„An der Wieskapelle“ als Entlastung?

von Redaktion

Haager Bauausschuss gespalten bei der Frage um die geplante Sanierung

Haag – Die Haager „Wieskapellenstraße“ soll saniert werden. Nur wie und zu welchem Zweck? Eine Frage, die die Mitglieder des Bauausschusses spaltet.

Es ist ein altes Thema: Seit knapp zehn Jahren taucht die Debatte um die Sanierung des einstigen Feld- und Wiesenwegs immer wieder in den Gremien der Gemeinde auf und bleibt doch erfolglos, denn die vier Anlieger würden eine stattliche Beitragssumme tragen.

Pläne sehen eine
Anliegerstraße vor

Vor Kurzem schien es jedoch, als hätte sich eine Lösung gefunden. Josef Schletter, Anwohner der Straße, bot an, die Erschließung, Planung und Kosten der Straßensanierung zu übernehmen. Diesem Vertrag hatte der Haager Bauausschuss einstimmig zugestimmt (wir berichteten). Nun wurden die Pläne konkreter, doch sie stießen auf unterschiedliche Meinungen.

Sechs Meter Breite solle die „Wieskapellenstraße“ nach Meinung der Planer bekommen, davon viereinhalb Meter Asphalt und eineinhalb Meter Pflasterfläche. Sie solle als Anliegerstraße dienen.
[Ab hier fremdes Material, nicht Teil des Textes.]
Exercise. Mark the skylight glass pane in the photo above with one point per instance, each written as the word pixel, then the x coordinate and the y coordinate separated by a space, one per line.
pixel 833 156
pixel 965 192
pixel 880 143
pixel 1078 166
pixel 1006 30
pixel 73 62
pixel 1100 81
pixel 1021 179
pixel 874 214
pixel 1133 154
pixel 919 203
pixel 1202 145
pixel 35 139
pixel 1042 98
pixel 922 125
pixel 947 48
Eine Idee, die Klaus Breitreiner (CSU) infrage stellte.

Denn die „Wieskapellenstraße“ mit ihrem Verlauf von der Lerchenberger zur Mühldorfer Straße biete sich seiner Meinung nach als Entlastungsstraße für das Nadelöhr an der Haager Eisdiele an und bräuchte deshalb eine Breite von acht Metern.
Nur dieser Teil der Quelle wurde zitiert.